University of Louisiana at Monroe
III. Stages of Entrepreneurship in the International Arena: The Role of Access to Capital and Developmental Support
Background and Objective: Research addresses shortcomings in studies between a mature and developing economy within stages of development. Prior research has largely been homogenous with emphasis on overall development by country. This research isolates selected countries and stage – intentions, early stage, and established – of development. The main objective is to measure access to capital and developmental support in each stage of entrepreneurial development.
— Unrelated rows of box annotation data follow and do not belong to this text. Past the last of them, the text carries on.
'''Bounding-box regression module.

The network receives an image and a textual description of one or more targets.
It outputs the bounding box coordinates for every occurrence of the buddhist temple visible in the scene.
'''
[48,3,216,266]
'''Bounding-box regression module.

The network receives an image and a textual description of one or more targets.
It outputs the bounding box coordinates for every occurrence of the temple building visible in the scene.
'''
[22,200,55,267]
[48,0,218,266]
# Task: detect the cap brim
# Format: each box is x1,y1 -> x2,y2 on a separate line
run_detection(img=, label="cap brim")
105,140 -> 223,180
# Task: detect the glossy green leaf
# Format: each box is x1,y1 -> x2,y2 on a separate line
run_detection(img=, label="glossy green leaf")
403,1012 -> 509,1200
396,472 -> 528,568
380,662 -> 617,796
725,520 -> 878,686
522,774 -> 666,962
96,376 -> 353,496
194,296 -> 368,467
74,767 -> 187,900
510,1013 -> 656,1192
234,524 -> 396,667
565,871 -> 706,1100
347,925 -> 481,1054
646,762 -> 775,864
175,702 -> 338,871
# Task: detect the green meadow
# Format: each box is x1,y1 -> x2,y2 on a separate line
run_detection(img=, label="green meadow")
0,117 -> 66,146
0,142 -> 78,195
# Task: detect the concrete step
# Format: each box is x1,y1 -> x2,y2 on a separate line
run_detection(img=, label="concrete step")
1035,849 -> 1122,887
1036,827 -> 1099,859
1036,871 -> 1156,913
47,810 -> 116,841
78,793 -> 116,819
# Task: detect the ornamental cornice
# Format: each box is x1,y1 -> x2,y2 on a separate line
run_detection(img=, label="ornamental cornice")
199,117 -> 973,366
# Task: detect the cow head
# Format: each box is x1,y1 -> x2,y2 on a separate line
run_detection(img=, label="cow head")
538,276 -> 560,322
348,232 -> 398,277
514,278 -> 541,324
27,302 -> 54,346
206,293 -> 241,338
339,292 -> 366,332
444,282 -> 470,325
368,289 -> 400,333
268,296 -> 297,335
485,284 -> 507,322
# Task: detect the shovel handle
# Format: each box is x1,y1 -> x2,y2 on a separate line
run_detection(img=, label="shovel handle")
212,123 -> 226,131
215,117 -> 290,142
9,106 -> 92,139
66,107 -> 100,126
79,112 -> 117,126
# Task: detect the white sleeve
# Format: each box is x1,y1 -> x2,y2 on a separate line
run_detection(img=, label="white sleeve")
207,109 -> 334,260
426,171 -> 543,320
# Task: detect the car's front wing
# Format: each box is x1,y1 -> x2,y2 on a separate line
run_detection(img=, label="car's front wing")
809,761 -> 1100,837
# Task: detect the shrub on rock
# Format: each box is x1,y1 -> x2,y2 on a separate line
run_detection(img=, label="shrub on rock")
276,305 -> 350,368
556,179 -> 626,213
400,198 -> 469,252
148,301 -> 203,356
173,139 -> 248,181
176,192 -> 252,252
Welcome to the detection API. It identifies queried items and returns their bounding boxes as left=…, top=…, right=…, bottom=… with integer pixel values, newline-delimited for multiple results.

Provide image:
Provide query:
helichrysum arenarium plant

Methods: The model considers four independent variables that measure financing, infrastructure, openness of the economy, and governmental support. A change variable isolates effects before and after the 2008 Financial Crisis. Secondary data were obtained from Global Enterprise Monitor (GEM) and analyzed by regression analysis for years 2001-2020.
Results: Access to capital was a positive variable in the model, with the largest coefficient observed in early stage entrepreneurship for each level of economic development. Governmental support was inversely correlated.
Conclusions: Findings indicate that financial access is crucial in early stages of development, while governmental support appears to have unintended consequences of stalling entrepreneurial development.
Contribution / Value: The value of the research extends prior studies in isolating the significance of the model in predicting each stage of entrepreneurship, but also in differentiating mature economy from developing economy.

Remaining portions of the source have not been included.